De Sousa is now the 8-13 odds-on favourite with William Hill whose spokesman, Jon Ivan-Duke, said: “De Sousa is in pole position for the title, but there appears to be very little interest among any of the top riders to chase the championship this year.”
As for de Sousa, he moved to within one of Moore – widely regarded as the world’s best jockey – when coming from last to first on the Mark Johnston-trained Martini Time to land the Cold Overton Nursery Handicap at Leicester.
The filly missed the break and appeared ill at ease in the early stages but she picked up in the second half of the seven-furlong contest and saw off the challenge of Hillside Dream to win by half a length.
“She’s a nice filly. That was good, she likes the ground and she’s tough,” said de Sousa whose thoughts then turned to his injured rival. “It’s very sad for Ryan. I just wish him all the very best and hope he recovers quickly and comes back safe.”
When asked if he now had a great chance of winning the title for the first time, he replied: “I hope so.” Those three words could not have been in starker response to similar questions earlier in the week when he suggested he was a 100-1 chance and denied that he intended to mount a serious challenge.

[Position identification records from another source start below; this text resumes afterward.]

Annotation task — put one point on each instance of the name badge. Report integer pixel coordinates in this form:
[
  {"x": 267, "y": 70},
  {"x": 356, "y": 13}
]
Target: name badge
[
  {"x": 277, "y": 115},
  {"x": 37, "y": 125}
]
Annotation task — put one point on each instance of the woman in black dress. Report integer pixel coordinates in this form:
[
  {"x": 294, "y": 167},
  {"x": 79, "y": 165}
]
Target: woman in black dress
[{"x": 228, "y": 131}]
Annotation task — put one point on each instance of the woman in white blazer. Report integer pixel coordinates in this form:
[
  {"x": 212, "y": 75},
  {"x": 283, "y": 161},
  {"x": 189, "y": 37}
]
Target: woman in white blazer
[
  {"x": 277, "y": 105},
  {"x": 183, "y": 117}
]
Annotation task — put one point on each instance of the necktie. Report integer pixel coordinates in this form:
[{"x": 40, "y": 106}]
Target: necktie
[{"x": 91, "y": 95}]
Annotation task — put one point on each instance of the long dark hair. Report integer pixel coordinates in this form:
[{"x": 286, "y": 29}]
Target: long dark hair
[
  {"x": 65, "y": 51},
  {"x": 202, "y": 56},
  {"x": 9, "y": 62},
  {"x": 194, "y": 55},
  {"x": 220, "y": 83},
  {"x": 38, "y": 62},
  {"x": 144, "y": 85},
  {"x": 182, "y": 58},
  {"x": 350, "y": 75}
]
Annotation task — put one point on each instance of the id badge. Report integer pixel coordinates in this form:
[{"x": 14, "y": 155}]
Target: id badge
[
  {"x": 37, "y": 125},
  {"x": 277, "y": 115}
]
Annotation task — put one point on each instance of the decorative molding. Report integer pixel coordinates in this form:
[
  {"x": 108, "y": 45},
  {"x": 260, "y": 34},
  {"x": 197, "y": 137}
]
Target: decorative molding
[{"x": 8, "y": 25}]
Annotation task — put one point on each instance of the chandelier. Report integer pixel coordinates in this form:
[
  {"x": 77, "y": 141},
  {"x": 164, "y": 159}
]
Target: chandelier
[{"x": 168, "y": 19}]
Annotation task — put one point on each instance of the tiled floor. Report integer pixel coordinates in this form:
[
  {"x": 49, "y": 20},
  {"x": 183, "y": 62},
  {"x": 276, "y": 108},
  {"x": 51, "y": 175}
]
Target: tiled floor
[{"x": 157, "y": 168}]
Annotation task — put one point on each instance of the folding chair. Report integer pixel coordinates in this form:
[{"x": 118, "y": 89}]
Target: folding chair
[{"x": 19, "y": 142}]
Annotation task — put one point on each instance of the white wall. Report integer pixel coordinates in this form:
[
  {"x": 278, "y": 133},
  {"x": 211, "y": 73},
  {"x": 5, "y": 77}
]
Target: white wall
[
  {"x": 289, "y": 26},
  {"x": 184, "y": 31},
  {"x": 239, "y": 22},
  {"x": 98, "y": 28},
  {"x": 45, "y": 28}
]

He then drew level with Moore 30 minutes later when completing a quick double on Potternello in the Gaulby Selling Stakes. The Mick Channon-trained filly travelled nicely before pulling four lengths clear. “They went a nice gallop. I went up and hit the front too soon but she kept up the gallop,” said the rider, whose treble came on the newcomer Rhythmical from the aforementioned Johnston’s Middleham yard.

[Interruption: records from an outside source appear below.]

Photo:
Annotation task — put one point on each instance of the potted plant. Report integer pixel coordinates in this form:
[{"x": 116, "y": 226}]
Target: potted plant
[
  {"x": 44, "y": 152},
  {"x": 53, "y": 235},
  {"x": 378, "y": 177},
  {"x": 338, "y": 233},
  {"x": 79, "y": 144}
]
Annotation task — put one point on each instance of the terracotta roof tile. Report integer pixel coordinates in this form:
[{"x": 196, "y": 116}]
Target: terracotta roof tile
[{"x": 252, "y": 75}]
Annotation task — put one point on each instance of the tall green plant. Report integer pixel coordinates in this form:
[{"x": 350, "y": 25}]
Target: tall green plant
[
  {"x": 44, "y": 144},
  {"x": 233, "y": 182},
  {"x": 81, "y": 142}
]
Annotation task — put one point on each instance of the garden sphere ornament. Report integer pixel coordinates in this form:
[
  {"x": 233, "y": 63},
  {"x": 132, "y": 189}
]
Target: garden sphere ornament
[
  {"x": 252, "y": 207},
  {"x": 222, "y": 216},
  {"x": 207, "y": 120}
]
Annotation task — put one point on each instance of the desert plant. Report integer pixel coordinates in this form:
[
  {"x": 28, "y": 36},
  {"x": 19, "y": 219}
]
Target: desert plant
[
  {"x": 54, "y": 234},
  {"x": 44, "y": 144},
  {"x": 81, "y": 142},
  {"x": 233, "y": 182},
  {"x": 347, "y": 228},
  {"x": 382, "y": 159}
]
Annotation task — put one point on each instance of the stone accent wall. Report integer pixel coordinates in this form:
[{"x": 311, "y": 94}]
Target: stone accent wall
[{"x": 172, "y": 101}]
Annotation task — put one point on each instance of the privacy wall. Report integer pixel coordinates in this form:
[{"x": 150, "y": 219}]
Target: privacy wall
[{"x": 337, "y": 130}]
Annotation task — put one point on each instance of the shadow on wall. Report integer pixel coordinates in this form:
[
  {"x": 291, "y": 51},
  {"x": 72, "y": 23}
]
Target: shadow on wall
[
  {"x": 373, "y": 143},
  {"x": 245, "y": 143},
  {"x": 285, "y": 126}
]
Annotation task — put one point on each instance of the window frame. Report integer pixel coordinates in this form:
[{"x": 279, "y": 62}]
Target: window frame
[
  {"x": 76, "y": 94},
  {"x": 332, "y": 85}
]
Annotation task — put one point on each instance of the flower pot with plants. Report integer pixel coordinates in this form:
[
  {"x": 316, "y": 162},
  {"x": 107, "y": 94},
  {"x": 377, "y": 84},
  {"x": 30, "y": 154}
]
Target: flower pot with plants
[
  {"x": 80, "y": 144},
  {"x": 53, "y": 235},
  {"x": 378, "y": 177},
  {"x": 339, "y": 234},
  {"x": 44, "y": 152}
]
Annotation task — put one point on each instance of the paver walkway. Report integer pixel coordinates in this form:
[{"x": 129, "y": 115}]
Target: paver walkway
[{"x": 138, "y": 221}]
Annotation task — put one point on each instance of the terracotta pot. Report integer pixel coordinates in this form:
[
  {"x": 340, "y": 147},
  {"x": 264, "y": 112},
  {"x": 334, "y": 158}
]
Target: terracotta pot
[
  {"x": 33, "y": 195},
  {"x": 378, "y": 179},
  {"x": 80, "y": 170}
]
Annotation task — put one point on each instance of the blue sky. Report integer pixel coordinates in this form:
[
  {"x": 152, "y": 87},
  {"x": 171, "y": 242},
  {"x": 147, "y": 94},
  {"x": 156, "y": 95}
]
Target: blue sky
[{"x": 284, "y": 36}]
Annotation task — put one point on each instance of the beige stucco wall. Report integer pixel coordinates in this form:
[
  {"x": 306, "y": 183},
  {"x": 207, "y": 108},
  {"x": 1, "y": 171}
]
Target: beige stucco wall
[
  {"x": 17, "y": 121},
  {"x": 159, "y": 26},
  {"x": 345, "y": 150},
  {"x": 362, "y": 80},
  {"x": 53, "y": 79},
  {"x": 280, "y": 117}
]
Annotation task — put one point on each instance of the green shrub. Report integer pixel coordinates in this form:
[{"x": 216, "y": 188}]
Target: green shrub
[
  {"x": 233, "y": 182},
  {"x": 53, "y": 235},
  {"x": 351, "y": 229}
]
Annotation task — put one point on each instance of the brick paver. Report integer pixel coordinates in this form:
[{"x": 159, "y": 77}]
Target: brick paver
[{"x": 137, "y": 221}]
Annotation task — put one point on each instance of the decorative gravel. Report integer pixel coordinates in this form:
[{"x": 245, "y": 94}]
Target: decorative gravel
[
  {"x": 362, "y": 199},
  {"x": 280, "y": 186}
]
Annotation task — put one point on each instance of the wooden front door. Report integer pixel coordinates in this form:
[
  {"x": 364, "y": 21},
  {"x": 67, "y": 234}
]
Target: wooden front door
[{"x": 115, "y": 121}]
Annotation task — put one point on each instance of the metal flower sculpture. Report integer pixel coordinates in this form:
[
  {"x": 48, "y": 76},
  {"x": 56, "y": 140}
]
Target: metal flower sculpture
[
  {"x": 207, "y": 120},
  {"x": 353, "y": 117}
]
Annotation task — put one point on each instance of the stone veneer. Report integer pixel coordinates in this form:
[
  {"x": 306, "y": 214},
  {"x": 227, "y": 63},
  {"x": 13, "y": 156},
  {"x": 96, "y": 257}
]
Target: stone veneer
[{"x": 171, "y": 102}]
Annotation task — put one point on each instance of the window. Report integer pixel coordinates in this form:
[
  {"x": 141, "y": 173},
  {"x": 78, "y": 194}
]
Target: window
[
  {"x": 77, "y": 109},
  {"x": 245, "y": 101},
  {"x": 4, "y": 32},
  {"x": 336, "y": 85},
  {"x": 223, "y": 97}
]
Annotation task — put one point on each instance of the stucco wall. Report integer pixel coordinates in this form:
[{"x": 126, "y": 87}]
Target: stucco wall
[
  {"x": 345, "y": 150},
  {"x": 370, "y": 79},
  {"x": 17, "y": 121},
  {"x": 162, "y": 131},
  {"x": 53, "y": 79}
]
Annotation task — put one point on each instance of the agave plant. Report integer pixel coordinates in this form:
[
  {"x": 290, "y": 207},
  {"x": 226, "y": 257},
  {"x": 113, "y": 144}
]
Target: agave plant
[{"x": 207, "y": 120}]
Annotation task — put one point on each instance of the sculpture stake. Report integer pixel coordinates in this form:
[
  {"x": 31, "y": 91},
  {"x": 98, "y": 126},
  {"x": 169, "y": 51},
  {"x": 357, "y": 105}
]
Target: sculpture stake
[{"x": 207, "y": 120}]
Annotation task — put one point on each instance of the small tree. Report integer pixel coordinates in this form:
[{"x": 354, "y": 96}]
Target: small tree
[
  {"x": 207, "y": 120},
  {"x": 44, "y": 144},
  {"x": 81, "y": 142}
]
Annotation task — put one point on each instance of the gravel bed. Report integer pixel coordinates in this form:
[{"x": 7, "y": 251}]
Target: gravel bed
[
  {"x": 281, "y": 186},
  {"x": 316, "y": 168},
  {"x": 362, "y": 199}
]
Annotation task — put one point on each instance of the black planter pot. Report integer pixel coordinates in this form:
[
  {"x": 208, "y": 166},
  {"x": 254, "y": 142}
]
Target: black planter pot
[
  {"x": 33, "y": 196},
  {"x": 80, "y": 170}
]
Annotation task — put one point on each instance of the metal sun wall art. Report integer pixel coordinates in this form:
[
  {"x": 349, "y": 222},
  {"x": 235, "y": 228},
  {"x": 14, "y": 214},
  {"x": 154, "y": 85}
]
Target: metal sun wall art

With Moore expected to be sidelined until the autumn, it remains to be seen whether any Flat jockey will look to travel the length and breadth of the country in order to give chase to de Sousa in a championship that will now end on Qipco Champions Day at Ascot on October 17 rather than at Doncaster’s traditional season-ending finale three weeks later.
This move, a sop to pique the interest of the very top jockeys before international commitments like the Breeders’ Cup and Melbourne Cup, appears not to have had the desired effect, hence why the title is already Silvestre de Sousa’s to lose with three months to go.